Ordinarily, local network companies charge lesser rates and sometimes even with 4G LTE speeds. So, when abroad, you don’t have to pay ridiculous international data fees charged by your local network company in your home country.
But with just a single SIM slot, you’re faced with a handicap. You’ll have to choose between outrageous billed rates for an international plan, or abandon your regular phone number and switch to a local carrier.
And that makes things complicated: Your calls, SMS’s and WhatsApp messaging. You have to decide whether to dip into your travel budget or disconnect from your regular number while overseas.
We are pretty much all addicted to our mobiles.
Brendan from Openhost Domain Name Registration highlights the statistics, ”Over 50% of all Internet searches are now on smartphones. Over the 850,000 or so websites we host on our platforms more and more are responsive, and increasing numbers have mobile apps for different operating platforms. We are seeing more domains being bought that are clearly related to smartphone customers. When we go overseas we have strong habits encouraging us to use our smartphones on the Internet. Why should you have to pay an extortionate amount to do so?”
The Outrageous Costs
Take international data plan by an average US carrier, which charges a lot of money for little data. The user is practically fleeced.
For example, on AT&T’s basic international, you’re billed $40 for just 200MB, $60 for 300MB, and $120 for 800MB.
And what happens when you’re abroad? For every MB, you are charged between 15 and 25 cents.
Verizon is no better. You’re charged $25 for every 100MB. And if you sign up for unlimited received SMS’s (with only 100 outgoing SMS’s), you pay $40.
It looks better with the free global roaming offers by T-Mobile and Sprint, but the service is not the sort you will expect when travelling internationally. And they really take care of your need for a dual-SIM phone either. They offer free data, but only for 2G speeds. If you want a 3G, you’ll have to pay the premium.
How Carriers Could Decide the Fundamental Makeup of Your Phone
Now here’s the link between these costly data plans and the design of your phone. In the UK, US, Canada and some other countries in the West, you will not be able to get a dual-SIM flagship phone as a result.
Essentially, it changes the makeup of your phone.
One classic example is the unlocked ZTE Axon Mini. When it was released and reviewed in the US and UK, it had a dual-SIM slot.

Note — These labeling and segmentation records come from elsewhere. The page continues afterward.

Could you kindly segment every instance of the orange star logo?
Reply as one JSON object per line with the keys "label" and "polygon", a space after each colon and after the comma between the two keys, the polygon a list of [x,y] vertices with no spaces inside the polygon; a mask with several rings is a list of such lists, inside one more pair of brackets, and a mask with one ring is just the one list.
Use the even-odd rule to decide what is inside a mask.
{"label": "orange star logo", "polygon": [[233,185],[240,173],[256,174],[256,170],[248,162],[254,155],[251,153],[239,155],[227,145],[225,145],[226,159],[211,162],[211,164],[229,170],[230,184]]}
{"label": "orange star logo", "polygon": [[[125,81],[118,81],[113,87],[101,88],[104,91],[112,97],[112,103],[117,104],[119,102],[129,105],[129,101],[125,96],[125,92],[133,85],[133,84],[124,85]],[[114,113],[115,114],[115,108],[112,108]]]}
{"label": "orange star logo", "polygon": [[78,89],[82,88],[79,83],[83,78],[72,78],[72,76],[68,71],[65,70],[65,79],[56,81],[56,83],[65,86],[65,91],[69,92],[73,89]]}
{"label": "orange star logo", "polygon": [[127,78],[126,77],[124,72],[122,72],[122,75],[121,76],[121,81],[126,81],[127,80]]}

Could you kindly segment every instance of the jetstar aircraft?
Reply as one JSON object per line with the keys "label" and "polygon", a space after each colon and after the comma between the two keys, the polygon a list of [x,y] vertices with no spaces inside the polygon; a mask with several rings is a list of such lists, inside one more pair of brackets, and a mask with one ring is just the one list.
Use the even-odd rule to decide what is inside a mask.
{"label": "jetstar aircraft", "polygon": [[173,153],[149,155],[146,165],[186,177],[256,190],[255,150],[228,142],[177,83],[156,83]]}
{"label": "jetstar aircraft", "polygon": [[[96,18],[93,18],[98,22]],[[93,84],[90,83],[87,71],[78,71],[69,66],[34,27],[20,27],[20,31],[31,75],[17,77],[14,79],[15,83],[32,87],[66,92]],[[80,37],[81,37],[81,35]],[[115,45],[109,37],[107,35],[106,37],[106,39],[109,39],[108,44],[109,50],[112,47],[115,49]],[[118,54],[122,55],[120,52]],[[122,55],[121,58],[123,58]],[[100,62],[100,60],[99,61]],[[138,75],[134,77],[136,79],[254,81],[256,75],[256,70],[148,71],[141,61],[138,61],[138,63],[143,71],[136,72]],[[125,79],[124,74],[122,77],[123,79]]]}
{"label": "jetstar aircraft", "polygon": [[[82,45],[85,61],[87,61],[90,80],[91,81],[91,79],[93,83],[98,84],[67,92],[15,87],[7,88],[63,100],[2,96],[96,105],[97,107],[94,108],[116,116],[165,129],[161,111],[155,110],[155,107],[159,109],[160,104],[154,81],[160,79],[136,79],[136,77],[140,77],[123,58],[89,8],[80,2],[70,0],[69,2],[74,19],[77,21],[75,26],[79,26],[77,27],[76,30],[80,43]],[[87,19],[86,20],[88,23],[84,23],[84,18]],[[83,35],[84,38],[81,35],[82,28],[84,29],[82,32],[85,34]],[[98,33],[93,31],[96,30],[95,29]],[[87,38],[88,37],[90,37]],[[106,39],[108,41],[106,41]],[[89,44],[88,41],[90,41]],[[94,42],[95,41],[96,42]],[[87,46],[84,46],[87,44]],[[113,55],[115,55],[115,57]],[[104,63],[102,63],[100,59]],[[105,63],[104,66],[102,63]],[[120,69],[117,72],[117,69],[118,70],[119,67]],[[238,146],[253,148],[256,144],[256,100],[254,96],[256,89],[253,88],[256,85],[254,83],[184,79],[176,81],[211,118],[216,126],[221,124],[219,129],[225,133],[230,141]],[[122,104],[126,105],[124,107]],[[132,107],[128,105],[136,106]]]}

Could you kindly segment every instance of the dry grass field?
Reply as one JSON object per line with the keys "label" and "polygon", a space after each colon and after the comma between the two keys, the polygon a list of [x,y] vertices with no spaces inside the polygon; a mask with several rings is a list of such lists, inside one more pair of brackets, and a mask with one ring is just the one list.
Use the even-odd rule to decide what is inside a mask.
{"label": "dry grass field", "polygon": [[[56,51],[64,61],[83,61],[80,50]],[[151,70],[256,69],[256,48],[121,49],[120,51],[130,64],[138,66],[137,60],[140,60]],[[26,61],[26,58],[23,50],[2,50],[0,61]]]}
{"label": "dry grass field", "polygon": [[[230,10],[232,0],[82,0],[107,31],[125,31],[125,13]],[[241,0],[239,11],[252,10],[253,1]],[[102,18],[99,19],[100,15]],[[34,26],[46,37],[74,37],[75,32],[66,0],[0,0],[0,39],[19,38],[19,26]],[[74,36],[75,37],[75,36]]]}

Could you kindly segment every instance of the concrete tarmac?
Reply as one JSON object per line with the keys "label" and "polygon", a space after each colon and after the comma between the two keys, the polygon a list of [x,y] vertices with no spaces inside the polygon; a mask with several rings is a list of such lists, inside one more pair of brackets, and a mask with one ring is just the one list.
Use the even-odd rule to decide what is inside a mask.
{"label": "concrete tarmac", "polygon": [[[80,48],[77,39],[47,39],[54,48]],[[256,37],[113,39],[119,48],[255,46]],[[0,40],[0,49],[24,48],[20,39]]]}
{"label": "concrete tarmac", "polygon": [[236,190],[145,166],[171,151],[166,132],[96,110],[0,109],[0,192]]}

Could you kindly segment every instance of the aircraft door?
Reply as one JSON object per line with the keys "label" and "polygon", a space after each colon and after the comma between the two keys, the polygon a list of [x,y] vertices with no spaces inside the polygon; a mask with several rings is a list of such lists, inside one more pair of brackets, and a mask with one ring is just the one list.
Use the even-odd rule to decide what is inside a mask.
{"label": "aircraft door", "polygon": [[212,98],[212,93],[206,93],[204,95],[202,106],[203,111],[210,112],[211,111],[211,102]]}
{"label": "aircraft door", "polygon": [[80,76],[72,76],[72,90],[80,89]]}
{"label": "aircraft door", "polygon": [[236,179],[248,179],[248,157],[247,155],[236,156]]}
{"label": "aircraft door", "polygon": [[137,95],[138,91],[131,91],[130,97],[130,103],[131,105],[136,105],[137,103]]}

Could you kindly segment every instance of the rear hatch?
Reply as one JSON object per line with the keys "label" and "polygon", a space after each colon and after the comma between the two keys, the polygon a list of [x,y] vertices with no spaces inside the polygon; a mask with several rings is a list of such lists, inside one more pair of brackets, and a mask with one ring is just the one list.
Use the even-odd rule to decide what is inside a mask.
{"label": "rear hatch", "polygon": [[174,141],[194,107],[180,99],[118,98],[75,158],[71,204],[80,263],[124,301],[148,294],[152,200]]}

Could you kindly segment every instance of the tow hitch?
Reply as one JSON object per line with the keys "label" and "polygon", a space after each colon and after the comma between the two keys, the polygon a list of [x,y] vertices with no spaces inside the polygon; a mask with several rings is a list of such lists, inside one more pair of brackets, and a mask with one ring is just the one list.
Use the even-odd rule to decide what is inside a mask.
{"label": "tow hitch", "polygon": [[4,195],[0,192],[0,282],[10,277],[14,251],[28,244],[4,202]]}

But a major network company made sure that feature was killed off, for the singular reason of ripping off travellers.
When the phone was released and began to sell in Canada, it was through Virgin Mobile, who had got a two-year contract on the deal.
But surprisingly, the microSD/second SIM no longer worked for a second SIM, but only as a microSD expandable storage.
A carrier simply pulled all stops to take out a feature on the phone. That’s the amount of power they wield, in Canada for example.
But it’s a slightly different scenario in Africa, Asia and the Middle East. In these regions, phones are sold independently and are not locked and delivered by a carrier. In these places too, you can get a Samsung Galaxy S7 Edge with a dual SIM.
It’s Basically About Making You Pay More
The control and pressure from the big network companies in the West are felt more in the US, carefully fashioned to make the frequent traveller pay more when they use their regular numbers on their phones.
It’s kind of like a travel tax; the idea being that if you can afford to travel, you should be able to pay their rates conveniently.